The Muslim world has long been a place where the voices of moderation have been silenced by the voices of barbarians, who call for violence in the name of their ideology. The most important aspect to look at with Islam is the kind of societies it produces. There has been a pattern in recent history with the rise of ideologues who take power and turn the society into a totalitarian regime or to a very close version of one. It is what has been happening in Iraq and Syria with ISIS, it is what happened in Lebanon, Iran, Afghanistan and many others in the last few decades. And there is no indication it won’t keep on happening.

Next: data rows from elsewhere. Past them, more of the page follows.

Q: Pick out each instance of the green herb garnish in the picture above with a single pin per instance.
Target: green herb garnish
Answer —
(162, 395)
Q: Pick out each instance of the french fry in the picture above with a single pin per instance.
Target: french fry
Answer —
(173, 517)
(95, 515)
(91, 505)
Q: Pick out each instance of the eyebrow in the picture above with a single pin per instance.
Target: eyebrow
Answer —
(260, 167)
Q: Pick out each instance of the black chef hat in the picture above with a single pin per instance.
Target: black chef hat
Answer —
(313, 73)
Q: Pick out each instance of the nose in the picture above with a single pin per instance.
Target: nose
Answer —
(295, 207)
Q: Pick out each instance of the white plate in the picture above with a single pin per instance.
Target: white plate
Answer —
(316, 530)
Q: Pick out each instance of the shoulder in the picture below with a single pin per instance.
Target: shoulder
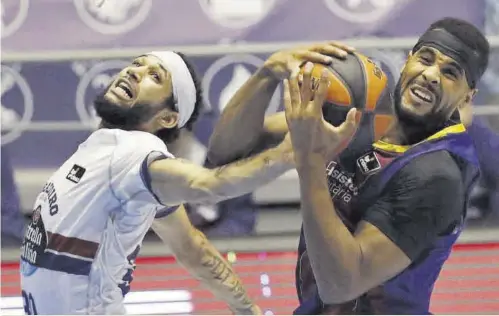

This subject is what respected intellectuals and public figures like Salman Rushdie, Sam Harris, Christopher Hitchens or Bill Maher have been talking about for years now. Salman Rushdie, the successful Muslim author on whom a fatwa has been issued, made a public statement last week calling out the West’s current attitude towards Islam as “blind stupidity”. Christopher Hitchens spent the last years of his life criticizing Islam (and other religions) and saw in Britain and other European countries the threat of groups preaching extreme versions of Islam. He noted that authorities allowed Islam to spread in the name of multiculturalism and gave special rights to the Muslim community out of fear that not doing so would offend them. As of now, the situation in European countries and North America has escalated from social tensions within civil society to violent terrorist attacks.
The key here is to recognize that Islam is a subject that can and should be debated. There is nothing racist or wrong for that matter in criticizing an ideology which when applied to a nation produces a system that goes against the concept of democracy, civil liberties and human rights. Unless we acknowledge as a first step that Islamism too often creates regimes producing barbaric societies, the threat of its spreading across the West will only grow greater. Maajid Nawaz, a British Muslim who courageously criticizes the problems of Islam and defends the idea that Muslims in the West should assimilate more to the culture, puts it this way: “No idea is above scrutiny. No idea whatsoever. To criticize, to scrutinize and to satirize my own religion [Islam] is not Islamophobia”.